One executive in the food, beverage and tobacco products industry stated, “We are getting a lot more COVID-19 hits in our factories. We are also sending employees home for 14 days to quarantine if they were in close proximity to individuals that tested positive. We have had to shut down production lines due to lack of staffing. Cost of goods sold [COGS] is much higher than normal due to labor and production inefficiencies.”
Of eighteen industries, sixteen reported growth in November. Growth was led by apparel, leather & allied products; nonmetallic mineral products; textile mills, wood products, electrical equipment, appliances & components, and fabricated metal products.
Printing and related support activities and petroleum/coal products were the only two industries to post contraction.
New Orders Still Expanding – But at a Slower Rate
The New Orders Index, which has been surging during the recovery, edged back 2.8% in November after surging 7.7% in October. The new orders index now stand at a level of 65.1%, well into expansion.
One respondent on the fabricated metal sector reports ““We will finish out the fourth quarter very strong. Customers have increased demand and 2021 is expected to continue to grow.”
Another in the machinery sector reported “Business continues to be strong, with significant back-orders. Suppliers have struggled to hire people, as we have to support the increased business. We are seeing significant delays in getting parts and material from China through U.S. ports, especially [at the Port of] Long Beach. Material costs continue to hold steady. The national election and continued COVID-19 uncertainty are concerns.”
Yet another in the primary metals sector stated “Our business is booming, as many customers need products ASAP. A great situation.”
Fifteen of eighteen industries reported an uptick in new orders for November, led by apparel, leather & allied products; plastics & rubber products; textile mills; wood products and electrical equipment.
Manufacturing Production Edges Down
The ISM’s Production Index eased back 2.2% to a reading of 60.8% in November, indicating that manufacturing production is still growing, but at a slower rate than last month. November’s reading represents a sixth straight month of growth for manufacturing production.
Fourteen of eighteen industries reported growth in output, led by apparel, leather & allied products; textile mills; wood products and paper products.
Employment Steps Back From October’s Expansion
The employment index has been one of the soft spots in the otherwise stellar ISM reports over the past several months.
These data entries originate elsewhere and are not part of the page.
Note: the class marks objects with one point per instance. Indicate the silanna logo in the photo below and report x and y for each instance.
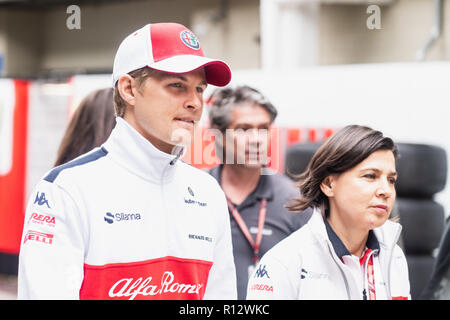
(121, 217)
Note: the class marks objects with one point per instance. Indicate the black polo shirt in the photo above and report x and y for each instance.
(278, 190)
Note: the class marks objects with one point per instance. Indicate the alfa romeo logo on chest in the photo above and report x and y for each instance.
(190, 39)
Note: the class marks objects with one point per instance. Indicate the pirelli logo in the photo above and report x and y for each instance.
(39, 237)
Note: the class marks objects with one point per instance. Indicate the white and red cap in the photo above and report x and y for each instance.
(167, 47)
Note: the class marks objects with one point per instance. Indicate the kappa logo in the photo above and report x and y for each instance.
(41, 200)
(261, 272)
(189, 39)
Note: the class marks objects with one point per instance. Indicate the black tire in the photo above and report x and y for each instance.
(422, 170)
(423, 225)
(298, 157)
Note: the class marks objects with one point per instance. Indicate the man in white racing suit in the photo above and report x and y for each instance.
(129, 220)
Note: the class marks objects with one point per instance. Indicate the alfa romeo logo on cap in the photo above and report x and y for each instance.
(190, 39)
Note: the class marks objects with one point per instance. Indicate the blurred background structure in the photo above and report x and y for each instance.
(323, 63)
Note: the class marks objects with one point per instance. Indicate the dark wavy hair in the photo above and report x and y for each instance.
(89, 127)
(341, 152)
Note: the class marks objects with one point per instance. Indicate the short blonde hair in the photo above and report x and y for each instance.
(141, 75)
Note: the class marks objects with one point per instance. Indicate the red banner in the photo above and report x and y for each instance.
(13, 174)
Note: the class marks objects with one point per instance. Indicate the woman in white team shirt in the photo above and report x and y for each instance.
(348, 248)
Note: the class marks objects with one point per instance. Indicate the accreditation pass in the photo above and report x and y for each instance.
(225, 309)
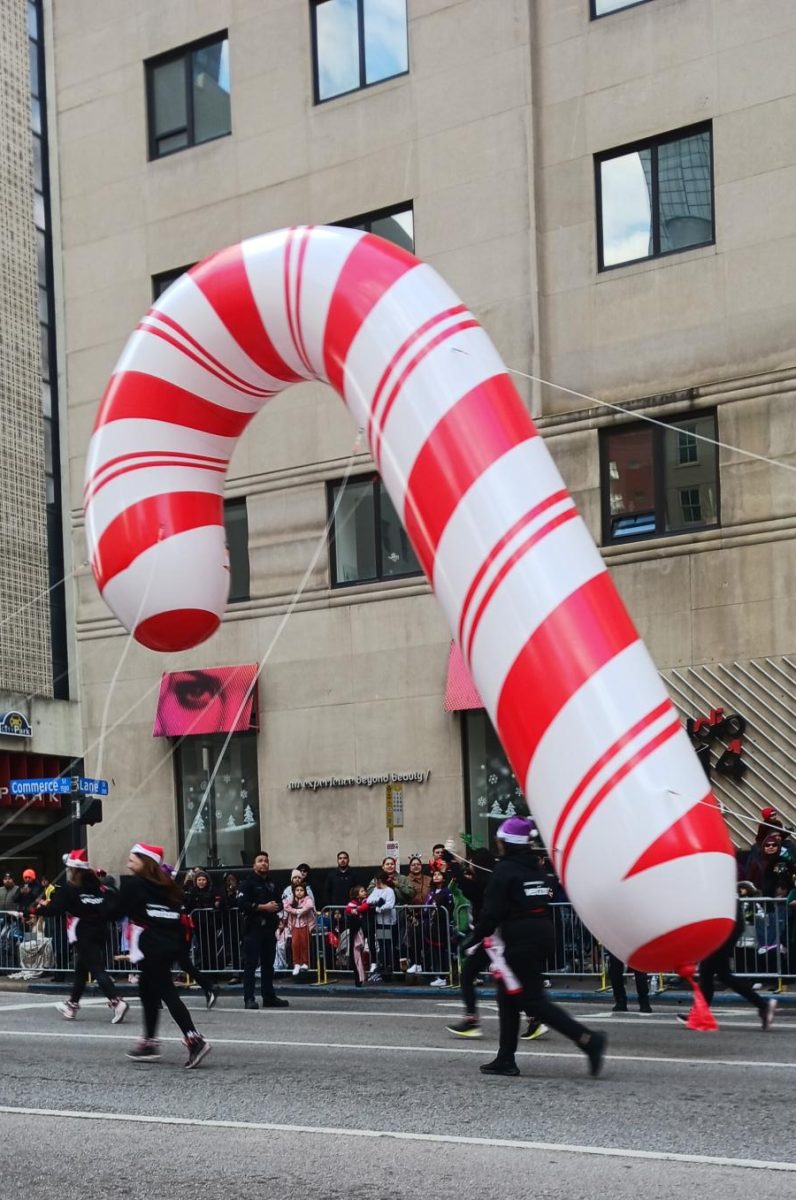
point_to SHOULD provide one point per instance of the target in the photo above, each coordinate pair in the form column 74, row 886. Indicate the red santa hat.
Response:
column 78, row 859
column 147, row 851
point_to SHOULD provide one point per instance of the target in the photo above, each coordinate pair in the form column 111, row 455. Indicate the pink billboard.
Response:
column 211, row 700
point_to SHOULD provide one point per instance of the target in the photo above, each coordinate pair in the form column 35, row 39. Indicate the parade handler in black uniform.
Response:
column 516, row 904
column 261, row 903
column 85, row 904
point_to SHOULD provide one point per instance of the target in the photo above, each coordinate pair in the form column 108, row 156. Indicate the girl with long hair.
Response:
column 85, row 904
column 153, row 901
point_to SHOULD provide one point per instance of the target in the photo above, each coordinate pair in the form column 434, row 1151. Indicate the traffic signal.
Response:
column 90, row 810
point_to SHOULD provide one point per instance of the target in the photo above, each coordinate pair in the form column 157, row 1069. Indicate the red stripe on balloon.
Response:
column 471, row 323
column 147, row 522
column 181, row 459
column 257, row 393
column 153, row 466
column 225, row 282
column 480, row 427
column 371, row 269
column 406, row 345
column 603, row 761
column 526, row 519
column 293, row 307
column 609, row 786
column 150, row 323
column 133, row 395
column 698, row 832
column 587, row 629
column 519, row 553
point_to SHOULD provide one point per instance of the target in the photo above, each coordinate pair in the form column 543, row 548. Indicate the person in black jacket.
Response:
column 336, row 891
column 259, row 903
column 472, row 879
column 516, row 903
column 84, row 903
column 154, row 903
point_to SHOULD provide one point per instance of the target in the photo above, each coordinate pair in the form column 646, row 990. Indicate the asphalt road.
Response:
column 365, row 1098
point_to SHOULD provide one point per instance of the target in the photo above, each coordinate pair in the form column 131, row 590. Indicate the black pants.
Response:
column 89, row 959
column 717, row 966
column 259, row 949
column 616, row 976
column 472, row 966
column 186, row 964
column 155, row 985
column 527, row 961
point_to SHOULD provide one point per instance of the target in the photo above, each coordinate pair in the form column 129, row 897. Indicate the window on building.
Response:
column 603, row 7
column 395, row 225
column 366, row 538
column 656, row 197
column 187, row 96
column 492, row 791
column 659, row 479
column 223, row 831
column 163, row 281
column 235, row 520
column 357, row 43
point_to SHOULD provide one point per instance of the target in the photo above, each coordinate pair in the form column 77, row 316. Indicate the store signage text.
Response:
column 15, row 725
column 389, row 777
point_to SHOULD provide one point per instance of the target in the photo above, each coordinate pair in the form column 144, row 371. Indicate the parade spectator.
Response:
column 29, row 892
column 436, row 928
column 301, row 921
column 401, row 887
column 259, row 904
column 355, row 915
column 381, row 899
column 336, row 891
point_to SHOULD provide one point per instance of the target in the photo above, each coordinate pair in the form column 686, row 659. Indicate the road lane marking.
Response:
column 444, row 1139
column 404, row 1049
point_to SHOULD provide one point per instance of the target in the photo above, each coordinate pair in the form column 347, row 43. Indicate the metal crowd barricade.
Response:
column 412, row 940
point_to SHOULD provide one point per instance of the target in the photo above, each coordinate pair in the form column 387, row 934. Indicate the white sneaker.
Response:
column 119, row 1011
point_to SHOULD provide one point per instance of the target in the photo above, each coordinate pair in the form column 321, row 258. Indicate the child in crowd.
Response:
column 355, row 913
column 301, row 921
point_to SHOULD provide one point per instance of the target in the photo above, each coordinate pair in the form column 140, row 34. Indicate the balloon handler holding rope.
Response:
column 617, row 793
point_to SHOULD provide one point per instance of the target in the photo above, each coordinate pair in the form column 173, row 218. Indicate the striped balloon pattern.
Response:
column 635, row 834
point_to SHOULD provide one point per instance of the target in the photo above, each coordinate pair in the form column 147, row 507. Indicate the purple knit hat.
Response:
column 516, row 831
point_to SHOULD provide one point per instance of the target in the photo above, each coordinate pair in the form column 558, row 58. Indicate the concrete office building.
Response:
column 609, row 187
column 40, row 729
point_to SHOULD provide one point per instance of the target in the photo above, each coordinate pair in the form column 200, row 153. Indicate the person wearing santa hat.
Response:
column 153, row 901
column 84, row 903
column 516, row 905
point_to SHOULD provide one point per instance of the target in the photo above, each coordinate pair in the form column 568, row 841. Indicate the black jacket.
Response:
column 90, row 904
column 148, row 906
column 252, row 892
column 336, row 892
column 518, row 897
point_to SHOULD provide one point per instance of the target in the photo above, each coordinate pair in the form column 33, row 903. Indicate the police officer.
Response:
column 259, row 904
column 518, row 904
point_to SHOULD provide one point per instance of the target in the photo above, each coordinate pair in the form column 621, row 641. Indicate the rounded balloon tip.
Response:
column 689, row 943
column 179, row 629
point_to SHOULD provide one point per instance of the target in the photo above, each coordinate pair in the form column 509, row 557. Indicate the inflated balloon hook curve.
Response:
column 578, row 703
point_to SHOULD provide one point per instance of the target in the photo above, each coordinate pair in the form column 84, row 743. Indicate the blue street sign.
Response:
column 91, row 786
column 61, row 786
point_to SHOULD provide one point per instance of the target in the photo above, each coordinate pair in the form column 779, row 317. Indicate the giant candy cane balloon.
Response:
column 612, row 781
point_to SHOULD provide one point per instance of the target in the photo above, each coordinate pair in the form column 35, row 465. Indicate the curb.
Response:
column 663, row 999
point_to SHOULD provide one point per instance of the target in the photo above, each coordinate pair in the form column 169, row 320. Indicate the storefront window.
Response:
column 492, row 791
column 223, row 832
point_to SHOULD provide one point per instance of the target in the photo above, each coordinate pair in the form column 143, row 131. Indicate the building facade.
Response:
column 606, row 186
column 40, row 727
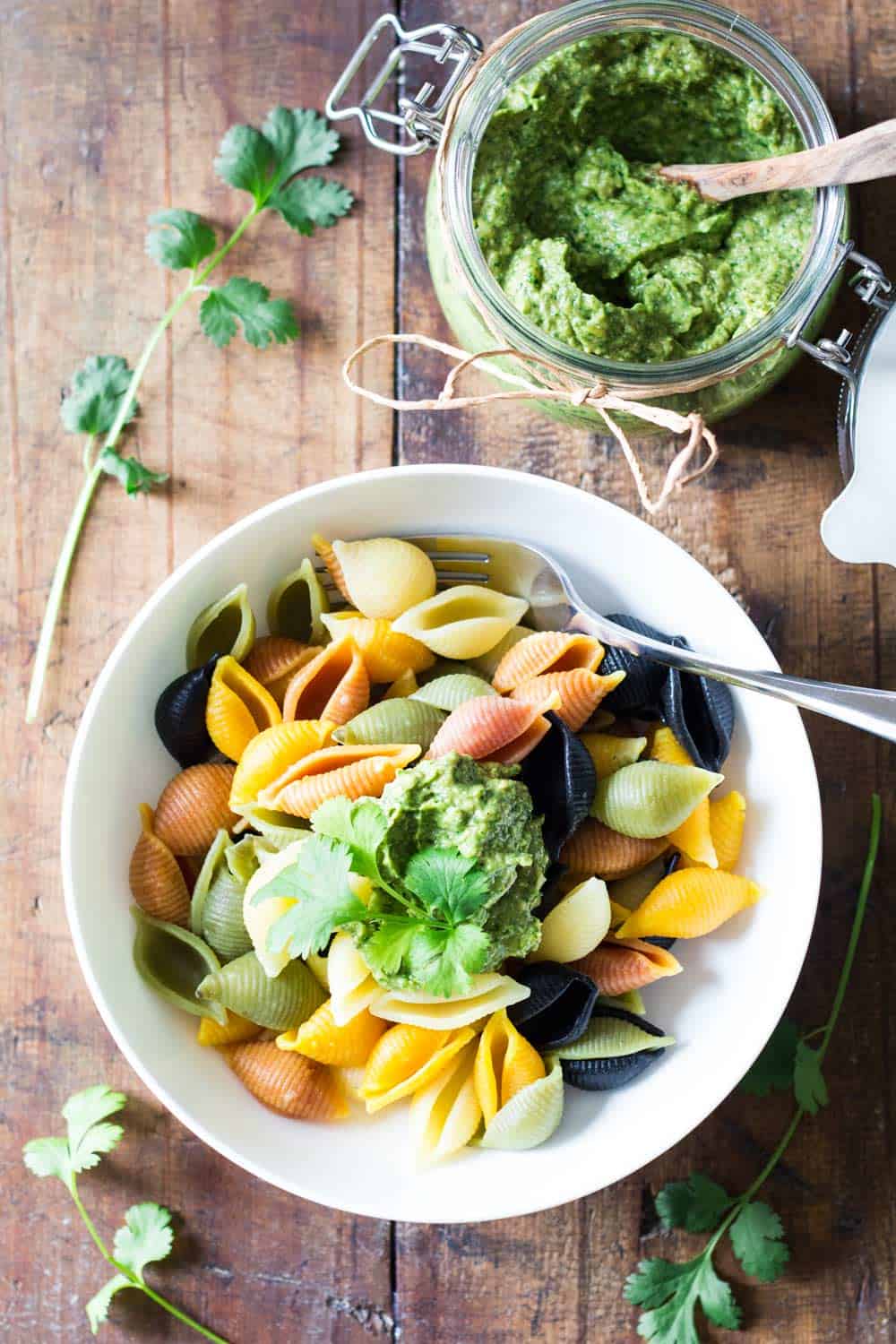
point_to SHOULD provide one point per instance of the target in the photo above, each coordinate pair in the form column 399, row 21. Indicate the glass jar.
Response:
column 718, row 382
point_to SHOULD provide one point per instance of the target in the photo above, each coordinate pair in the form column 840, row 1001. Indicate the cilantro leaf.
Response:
column 360, row 825
column 694, row 1204
column 131, row 472
column 756, row 1236
column 94, row 395
column 179, row 239
column 447, row 883
column 311, row 202
column 809, row 1081
column 246, row 301
column 670, row 1295
column 774, row 1069
column 145, row 1236
column 99, row 1305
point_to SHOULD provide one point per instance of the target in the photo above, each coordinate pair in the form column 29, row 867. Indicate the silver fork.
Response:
column 555, row 605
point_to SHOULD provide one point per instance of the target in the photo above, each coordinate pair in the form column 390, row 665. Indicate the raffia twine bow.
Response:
column 692, row 461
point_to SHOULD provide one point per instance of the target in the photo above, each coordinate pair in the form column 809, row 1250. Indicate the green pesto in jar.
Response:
column 598, row 250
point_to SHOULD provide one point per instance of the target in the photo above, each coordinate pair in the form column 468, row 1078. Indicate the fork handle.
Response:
column 874, row 711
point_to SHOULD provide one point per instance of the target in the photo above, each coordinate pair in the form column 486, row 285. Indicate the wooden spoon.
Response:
column 860, row 158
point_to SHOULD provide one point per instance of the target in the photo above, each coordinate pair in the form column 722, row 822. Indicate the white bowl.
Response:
column 721, row 1008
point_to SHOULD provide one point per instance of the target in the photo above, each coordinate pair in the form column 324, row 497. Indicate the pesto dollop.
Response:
column 487, row 814
column 598, row 250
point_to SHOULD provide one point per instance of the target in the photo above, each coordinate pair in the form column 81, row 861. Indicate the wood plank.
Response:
column 755, row 524
column 109, row 116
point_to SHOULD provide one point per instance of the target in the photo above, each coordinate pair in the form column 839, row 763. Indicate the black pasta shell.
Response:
column 559, row 1007
column 559, row 774
column 619, row 1070
column 180, row 715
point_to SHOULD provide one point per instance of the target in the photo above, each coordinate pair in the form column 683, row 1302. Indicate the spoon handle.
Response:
column 858, row 158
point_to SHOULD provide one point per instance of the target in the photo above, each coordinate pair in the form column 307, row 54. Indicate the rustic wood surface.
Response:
column 109, row 110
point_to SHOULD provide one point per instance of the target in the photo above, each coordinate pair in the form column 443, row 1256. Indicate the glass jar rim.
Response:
column 702, row 19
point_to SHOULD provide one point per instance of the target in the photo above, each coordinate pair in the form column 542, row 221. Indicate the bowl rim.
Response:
column 521, row 1206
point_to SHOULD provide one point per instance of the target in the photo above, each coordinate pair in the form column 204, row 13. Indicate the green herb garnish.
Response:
column 145, row 1236
column 669, row 1292
column 101, row 400
column 432, row 938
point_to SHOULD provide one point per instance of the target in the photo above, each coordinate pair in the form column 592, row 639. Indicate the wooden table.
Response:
column 110, row 112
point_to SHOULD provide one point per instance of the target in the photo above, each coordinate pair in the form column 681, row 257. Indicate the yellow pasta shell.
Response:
column 691, row 902
column 194, row 806
column 238, row 709
column 333, row 685
column 156, row 881
column 546, row 650
column 322, row 1039
column 287, row 1082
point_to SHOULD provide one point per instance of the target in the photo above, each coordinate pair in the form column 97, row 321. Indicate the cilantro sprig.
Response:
column 430, row 938
column 669, row 1293
column 101, row 400
column 145, row 1236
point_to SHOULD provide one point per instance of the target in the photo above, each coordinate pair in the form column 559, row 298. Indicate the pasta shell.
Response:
column 392, row 720
column 581, row 693
column 156, row 882
column 287, row 1082
column 274, row 660
column 649, row 798
column 455, row 688
column 463, row 621
column 530, row 1117
column 691, row 902
column 180, row 715
column 492, row 728
column 193, row 808
column 381, row 577
column 597, row 849
column 547, row 650
column 694, row 838
column 281, row 1003
column 608, row 753
column 576, row 924
column 226, row 626
column 322, row 1039
column 238, row 709
column 505, row 1064
column 333, row 685
column 271, row 753
column 619, row 967
column 297, row 604
column 408, row 1058
column 340, row 771
column 386, row 652
column 559, row 1007
column 487, row 994
column 446, row 1113
column 236, row 1029
column 174, row 962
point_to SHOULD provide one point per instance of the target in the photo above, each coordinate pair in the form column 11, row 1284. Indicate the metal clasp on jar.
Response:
column 418, row 118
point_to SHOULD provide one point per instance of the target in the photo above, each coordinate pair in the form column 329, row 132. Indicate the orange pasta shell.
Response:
column 193, row 808
column 156, row 881
column 547, row 650
column 289, row 1083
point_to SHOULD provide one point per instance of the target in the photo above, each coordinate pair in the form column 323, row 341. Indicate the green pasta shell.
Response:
column 226, row 626
column 650, row 798
column 392, row 720
column 174, row 962
column 296, row 605
column 530, row 1117
column 447, row 693
column 281, row 1003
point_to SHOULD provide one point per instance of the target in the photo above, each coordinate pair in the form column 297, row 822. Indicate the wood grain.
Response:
column 107, row 113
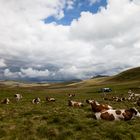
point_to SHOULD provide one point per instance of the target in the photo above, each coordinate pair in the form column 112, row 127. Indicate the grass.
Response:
column 58, row 121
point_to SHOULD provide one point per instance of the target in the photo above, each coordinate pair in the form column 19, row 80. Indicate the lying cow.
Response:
column 5, row 101
column 50, row 99
column 120, row 114
column 96, row 107
column 36, row 100
column 75, row 103
column 18, row 97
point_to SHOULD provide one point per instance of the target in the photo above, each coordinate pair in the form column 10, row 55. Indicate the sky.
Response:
column 56, row 40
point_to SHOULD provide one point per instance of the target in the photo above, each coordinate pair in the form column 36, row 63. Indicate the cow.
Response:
column 18, row 97
column 117, row 114
column 36, row 100
column 5, row 101
column 96, row 107
column 75, row 103
column 71, row 95
column 132, row 96
column 50, row 99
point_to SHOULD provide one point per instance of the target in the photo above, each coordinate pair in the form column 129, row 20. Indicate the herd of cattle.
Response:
column 100, row 111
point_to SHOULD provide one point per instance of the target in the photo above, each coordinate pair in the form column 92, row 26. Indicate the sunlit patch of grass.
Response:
column 58, row 121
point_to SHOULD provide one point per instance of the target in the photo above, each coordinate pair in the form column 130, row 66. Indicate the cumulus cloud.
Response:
column 2, row 63
column 103, row 43
column 93, row 1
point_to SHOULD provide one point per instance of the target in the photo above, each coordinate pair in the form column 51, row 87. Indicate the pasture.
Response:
column 57, row 121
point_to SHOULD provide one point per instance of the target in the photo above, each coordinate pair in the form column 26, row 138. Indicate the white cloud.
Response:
column 31, row 73
column 106, row 42
column 2, row 63
column 93, row 1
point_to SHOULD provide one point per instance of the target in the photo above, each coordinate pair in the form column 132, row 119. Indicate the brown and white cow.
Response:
column 96, row 107
column 5, row 101
column 119, row 114
column 71, row 95
column 75, row 103
column 36, row 100
column 50, row 99
column 18, row 97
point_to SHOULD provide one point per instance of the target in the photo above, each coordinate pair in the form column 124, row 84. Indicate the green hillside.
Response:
column 128, row 75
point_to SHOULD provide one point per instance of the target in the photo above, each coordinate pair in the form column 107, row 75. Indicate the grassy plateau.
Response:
column 57, row 121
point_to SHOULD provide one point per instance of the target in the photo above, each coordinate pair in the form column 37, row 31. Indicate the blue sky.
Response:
column 78, row 7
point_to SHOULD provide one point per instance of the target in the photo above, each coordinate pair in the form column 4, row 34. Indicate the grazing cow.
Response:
column 50, row 99
column 133, row 96
column 71, row 95
column 89, row 101
column 18, row 97
column 120, row 114
column 36, row 100
column 5, row 101
column 75, row 103
column 96, row 107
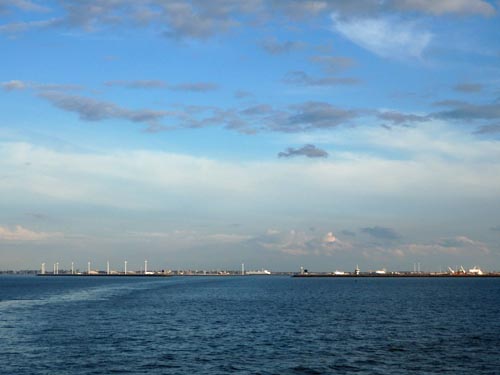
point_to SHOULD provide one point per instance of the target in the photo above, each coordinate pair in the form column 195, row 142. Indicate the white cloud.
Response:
column 386, row 37
column 13, row 85
column 20, row 233
column 447, row 6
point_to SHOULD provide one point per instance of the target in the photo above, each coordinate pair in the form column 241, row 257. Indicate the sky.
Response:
column 205, row 134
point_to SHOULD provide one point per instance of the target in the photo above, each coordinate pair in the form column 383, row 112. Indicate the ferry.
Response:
column 258, row 272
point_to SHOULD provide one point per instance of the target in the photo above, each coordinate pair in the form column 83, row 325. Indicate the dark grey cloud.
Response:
column 398, row 118
column 22, row 85
column 301, row 78
column 275, row 47
column 468, row 87
column 334, row 64
column 309, row 151
column 381, row 233
column 201, row 19
column 90, row 109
In October, the ISM’s employment index finally broke into expansion, hitting a level of 53.2%. However, in November, employment stumbled back into contraction, hitting a level of 48.4%.
Many manufacturers expressed COVID-19-related employment issues, suggesting that the pandemic’s impact on the workforce may be contributing to the contractionary reading in employment.
Said Fiore, “For the third straight month and with increased frequency, survey panelists’ comments indicate that significantly more companies are hiring or attempting to hire than those reducing labor forces."